UN cultural agency UNESCO on Monday recommended that tombs of royal traditional leaders in Uganda that were ravaged by fire more than a decade ago should be removed from its list of endangered heritage.
Housed in grass-thatched buildings on a hillside in the capital Kampala, the Tombs of Buganda Kings have been reconstructed with the help of international funding since the 2010 blaze.
The tombs at Kasubi, revered as an important historical and spiritual site for the Baganda people, were declared a UNESCO World Heritage Site in 2001.
UNESCO’s recommendations, following a mission to the site in June, will go before the 21 member states of the World Heritage Committee at its meeting in the Saudi capital Riyadh from September 10-25.
The fire destroyed the main tomb building, a circular structure with a domed roof which was built in 1882 as a palace for the Kabakas or kings of Buganda and converted into a royal burial ground two years later.
UNESCO has described the building known as Muzibu-Azaala-Mpanga as an “architectural masterpiece”.
It has said the removal of the tombs from the endangered list would be a powerful symbol given that 50 percent of sites considered in danger are in Africa.
After the blaze, at least two people were killed when Ugandan security forces quelled riots that erupted as supporters of the Kabaka tried to prevent Uganda’s veteran President Yoweri Museveni from visiting the devastated site.
The disaster occurred at a time of strained relations between the government and the Baganda people after a travel ban was imposed on their largely ceremonial monarch in September 2009.
The ban triggered riots around Kampala that left at least 27 people dead.
Last month, thousands of Ugandans joined a ceremony marking the 30th anniversary of the coronation of current Bugandan king Ronald Muwenda Mutebi II, whose ancestors ruled a region that includes Uganda’s modern-day capital.
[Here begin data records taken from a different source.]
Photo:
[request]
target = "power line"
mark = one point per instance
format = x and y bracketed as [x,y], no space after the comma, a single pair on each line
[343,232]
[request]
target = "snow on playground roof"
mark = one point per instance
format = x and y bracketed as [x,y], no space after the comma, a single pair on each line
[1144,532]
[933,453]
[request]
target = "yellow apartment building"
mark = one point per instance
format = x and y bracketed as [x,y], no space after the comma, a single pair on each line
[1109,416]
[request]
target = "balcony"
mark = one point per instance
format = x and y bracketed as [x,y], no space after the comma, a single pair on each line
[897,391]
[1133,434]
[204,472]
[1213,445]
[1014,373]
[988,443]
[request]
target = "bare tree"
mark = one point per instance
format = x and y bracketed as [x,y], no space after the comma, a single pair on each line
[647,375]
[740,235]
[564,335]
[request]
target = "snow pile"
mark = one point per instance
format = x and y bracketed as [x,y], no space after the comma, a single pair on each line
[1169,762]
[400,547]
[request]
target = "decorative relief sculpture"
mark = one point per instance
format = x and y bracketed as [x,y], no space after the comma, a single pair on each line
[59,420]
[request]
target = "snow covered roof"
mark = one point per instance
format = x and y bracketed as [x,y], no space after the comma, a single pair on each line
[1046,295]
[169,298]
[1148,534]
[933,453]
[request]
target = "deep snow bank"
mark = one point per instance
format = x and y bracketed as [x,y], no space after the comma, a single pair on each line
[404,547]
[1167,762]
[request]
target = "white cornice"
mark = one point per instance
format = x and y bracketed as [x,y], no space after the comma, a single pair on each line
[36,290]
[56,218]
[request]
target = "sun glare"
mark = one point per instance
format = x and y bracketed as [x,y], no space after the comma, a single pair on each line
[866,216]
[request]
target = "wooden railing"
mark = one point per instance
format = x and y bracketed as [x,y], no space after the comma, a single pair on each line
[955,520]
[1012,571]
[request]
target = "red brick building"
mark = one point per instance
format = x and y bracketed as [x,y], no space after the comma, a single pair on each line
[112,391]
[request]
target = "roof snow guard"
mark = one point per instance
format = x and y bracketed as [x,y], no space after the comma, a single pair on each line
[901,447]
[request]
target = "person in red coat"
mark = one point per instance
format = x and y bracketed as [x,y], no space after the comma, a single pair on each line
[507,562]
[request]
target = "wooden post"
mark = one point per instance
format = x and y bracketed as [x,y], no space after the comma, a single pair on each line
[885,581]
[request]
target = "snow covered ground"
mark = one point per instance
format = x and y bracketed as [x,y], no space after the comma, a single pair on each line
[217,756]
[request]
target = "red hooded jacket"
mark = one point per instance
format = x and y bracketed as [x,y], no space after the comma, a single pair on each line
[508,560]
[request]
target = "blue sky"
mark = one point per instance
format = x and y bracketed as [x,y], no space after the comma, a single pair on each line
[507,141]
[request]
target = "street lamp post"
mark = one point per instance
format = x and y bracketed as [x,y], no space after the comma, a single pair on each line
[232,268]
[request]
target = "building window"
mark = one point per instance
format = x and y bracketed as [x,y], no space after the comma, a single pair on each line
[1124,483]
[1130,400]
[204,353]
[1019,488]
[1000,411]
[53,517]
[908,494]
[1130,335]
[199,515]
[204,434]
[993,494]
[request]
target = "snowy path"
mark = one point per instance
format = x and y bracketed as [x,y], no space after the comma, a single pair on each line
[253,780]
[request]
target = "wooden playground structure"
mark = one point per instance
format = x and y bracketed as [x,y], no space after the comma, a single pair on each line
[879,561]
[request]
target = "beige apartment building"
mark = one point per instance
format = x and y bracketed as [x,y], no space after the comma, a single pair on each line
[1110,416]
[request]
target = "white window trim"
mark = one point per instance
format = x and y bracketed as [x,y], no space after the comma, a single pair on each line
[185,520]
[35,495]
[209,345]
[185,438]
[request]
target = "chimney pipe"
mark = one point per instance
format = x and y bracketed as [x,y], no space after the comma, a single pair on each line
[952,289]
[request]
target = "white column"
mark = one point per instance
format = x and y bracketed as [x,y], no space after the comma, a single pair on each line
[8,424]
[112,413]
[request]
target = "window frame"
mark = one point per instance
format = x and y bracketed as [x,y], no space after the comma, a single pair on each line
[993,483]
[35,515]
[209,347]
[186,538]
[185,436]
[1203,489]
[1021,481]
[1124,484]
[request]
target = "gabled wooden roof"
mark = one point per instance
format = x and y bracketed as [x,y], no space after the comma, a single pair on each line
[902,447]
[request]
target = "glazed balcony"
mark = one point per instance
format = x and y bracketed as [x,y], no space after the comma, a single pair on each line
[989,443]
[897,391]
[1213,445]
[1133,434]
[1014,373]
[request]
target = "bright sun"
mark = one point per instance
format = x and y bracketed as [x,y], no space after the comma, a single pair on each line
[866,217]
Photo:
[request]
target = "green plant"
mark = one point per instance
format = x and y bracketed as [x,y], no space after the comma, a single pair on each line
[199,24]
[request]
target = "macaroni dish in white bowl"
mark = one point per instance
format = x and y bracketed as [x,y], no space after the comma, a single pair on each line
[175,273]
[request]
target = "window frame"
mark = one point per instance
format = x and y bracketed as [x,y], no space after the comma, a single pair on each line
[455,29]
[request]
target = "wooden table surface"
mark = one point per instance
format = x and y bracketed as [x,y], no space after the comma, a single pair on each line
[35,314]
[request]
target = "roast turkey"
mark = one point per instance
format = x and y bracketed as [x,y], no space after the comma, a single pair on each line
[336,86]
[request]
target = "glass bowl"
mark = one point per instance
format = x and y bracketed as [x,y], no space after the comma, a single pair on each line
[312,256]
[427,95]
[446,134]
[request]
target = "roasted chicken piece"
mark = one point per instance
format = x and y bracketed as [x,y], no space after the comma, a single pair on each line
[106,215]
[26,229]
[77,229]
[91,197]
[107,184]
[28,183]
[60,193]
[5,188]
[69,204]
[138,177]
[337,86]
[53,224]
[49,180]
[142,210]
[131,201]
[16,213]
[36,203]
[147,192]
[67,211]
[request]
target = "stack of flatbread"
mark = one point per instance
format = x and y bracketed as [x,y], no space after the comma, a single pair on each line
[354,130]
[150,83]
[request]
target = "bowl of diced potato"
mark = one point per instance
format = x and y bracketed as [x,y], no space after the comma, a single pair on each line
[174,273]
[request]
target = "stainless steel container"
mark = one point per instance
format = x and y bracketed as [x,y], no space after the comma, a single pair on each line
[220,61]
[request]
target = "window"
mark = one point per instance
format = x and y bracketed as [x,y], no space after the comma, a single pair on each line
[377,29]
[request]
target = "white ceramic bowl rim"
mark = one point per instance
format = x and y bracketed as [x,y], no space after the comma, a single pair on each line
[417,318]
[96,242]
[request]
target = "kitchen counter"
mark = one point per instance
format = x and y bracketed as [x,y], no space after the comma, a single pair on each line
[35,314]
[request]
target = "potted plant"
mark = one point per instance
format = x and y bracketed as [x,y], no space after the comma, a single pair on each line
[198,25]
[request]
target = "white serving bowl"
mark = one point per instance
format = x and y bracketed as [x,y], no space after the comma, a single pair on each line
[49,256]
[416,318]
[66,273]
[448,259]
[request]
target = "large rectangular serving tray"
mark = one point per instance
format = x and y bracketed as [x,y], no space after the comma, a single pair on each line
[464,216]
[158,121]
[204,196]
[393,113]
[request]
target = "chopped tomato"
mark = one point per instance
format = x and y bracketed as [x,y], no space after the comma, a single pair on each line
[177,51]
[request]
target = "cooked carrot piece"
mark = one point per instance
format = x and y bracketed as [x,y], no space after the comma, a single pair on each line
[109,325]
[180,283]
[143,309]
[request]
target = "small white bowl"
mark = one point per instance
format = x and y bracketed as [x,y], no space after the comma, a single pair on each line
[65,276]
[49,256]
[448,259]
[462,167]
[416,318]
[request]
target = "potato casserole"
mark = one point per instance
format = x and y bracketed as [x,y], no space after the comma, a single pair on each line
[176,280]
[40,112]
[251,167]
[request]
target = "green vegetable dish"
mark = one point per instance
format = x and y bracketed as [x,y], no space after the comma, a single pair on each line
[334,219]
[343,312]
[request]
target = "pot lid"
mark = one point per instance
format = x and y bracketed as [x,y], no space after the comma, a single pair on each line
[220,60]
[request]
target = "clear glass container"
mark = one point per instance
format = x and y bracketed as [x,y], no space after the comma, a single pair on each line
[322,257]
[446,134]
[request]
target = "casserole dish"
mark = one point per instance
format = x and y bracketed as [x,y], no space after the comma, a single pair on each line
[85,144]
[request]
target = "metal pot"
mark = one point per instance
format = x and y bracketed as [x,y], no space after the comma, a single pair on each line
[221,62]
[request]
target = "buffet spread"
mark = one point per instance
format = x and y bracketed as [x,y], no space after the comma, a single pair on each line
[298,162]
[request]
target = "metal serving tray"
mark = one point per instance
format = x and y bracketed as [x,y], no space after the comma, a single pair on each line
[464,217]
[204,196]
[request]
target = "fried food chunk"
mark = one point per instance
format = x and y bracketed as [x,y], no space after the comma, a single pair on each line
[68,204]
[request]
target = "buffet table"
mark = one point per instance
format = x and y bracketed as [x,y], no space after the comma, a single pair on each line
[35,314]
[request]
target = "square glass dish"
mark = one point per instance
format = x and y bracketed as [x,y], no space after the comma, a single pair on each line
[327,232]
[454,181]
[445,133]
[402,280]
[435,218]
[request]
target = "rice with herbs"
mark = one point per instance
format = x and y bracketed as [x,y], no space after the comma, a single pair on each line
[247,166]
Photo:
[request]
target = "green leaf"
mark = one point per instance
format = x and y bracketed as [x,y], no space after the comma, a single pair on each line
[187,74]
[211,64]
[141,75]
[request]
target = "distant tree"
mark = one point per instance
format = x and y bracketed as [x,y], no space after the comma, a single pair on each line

Buganda, one of four ancient kingdoms in the East African country, was first established in the 14th century on the shores of Lake Victoria.
The Baganda make up the largest ethnic grouping in Uganda and their kingdom was granted considerable autonomy after independence from Britain in 1962.
But independence leader Milton Obote went on to outlaw the tribal kingdoms, and forced the Kabaka into exile.
The bush war that brought Obote’s rival Museveni to power in 1986 was successful largely due to support from Buganda.